Por outro lado, mas ainda nesse sentido, a morte de figuras exponenciais brasileiras e estrangeiras (Ferreira Gullar, Fidel Castro, Carlos Alberto Torres, Ivo Pitanguy, Guilherme Karan, Hector Babenco, Evaristo de Moraes Filho, Muhammad Ali, Cauby Peixoto, Tereza Rachel, Umberto Eco, David Bowie, Gustavo Bueno Martinez, entre tantos outros), as mortes de milhares de inocentes na guerra da Síria e em outras instaladas em centros de interesse do capital, apoiadas, quando não patrocinadas ou deflagradas pelo império estadunidense e seus companheiros na Europa, além dos atos de revanche praticados contra inocentes na Alemanha e na França, para ficar só nesses exemplos, tornaram o país e o mundo mais pobres, perigosos, intolerantes, fascistas, racistas, xenofóbicos e misóginos. O ódio está em cada esquina, às vezes dentro da própria casa do indivíduo.

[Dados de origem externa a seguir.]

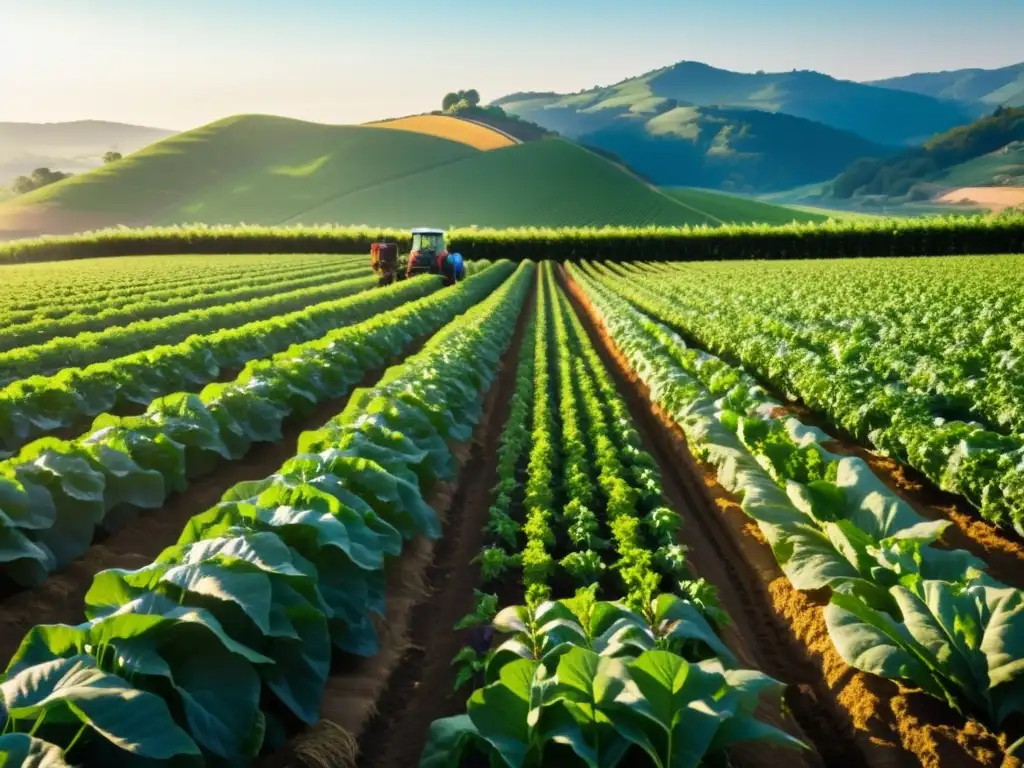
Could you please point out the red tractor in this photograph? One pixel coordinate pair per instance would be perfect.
(428, 255)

Pessoalmente, sob o aspecto particular, mesmo, o ano de 2016 foi ruim principalmente porque a minha mãe sofreu um AVC, felizmente não hemorrágico. É um quadro horrível e imensamente triste de se ver. Naquele momento eu tive medo, muito medo, um medo espetacular de que ela viesse a falecer ou que a doença provocasse sequelas que a fizessem sofrer. Felizmente, estas, evidentes e lastimáveis, não promoveram a destruição e sofrimento temidos. Sim, a minha mãe tão querida hoje está numa cama em seu quarto — reformado, meio como quarto de hospital, para aguardá-la nessa nova fase de sua vida —, e assim deverá permanecer pelo tempo (longo, por suposto) que vier a ficar conosco, necessitando de ajuda de terceiros para realizar as mais triviais e básicas funções, negando-se até a sentar na cadeira de rodas. “É ruim, André”, diz. E não é uma cadeira ruim.

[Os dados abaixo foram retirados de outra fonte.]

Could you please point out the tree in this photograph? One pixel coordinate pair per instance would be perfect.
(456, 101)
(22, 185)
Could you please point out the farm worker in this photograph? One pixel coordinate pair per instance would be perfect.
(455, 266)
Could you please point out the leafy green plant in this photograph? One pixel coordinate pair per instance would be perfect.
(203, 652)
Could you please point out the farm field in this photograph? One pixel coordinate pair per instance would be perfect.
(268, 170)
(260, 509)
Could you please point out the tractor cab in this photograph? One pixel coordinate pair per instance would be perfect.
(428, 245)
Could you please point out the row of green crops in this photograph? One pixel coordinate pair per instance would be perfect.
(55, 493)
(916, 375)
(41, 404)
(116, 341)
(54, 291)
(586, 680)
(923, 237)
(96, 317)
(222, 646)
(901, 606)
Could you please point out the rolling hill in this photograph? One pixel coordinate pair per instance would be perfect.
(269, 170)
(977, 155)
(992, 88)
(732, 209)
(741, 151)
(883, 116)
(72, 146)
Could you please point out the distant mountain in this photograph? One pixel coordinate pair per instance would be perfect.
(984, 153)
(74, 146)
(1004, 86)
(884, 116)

Noite de Ano Novo (2016/2017)
Mas apesar disto, fico contente em vê-la brincar com suas cuidadoras, enfermeiras e familiares. Fico contente em observar suas traquinagens, típicas de uma criança que nela resolveu se reinstalar, para mim desígnio de uma força superior e boa — a que chamo Deus —, decerto para involuntariamente propiciar-lhe fugir da consciência exclusivamente adulta de seu estado. Fico contente em vê-la implicando travessa com a fralda, para fazer-lhe um furo com a mão e braço sãos, onde se diverte retirando o algodão que a reveste e, incontinenti, jogando os fechos no chão. E me encho de ternura ao vê-la cuidar de seu bracinho esquerdo doente, como docemente a ele se refere. Só recentemente me perguntou se havia sofrido um AVC. Dias antes havia feito a mesma pergunta ao seu médico, que lhe confirmou citando o nome por extenso (acidente vascular cerebral etc., etc.), para tentar amenizar um eventual e possível choque (ao contrário do câncer, cujo alívio psicológico era chamá-lo “CA”, no caso do AVC o mais traumático é falar as letras). Àquela pergunta, de supetão, tomei um susto, mas segurei a onda e respondi-lhe que sim, felizmente dos mais fracos (não foi assim, fraco, mas não foi dos piores, dizem-me). Para ficar boa, deveria se dedicar à fisioterapia, tentativa inútil. Ela ouviu e logo mudou de assunto. Faz quase sempre na marra.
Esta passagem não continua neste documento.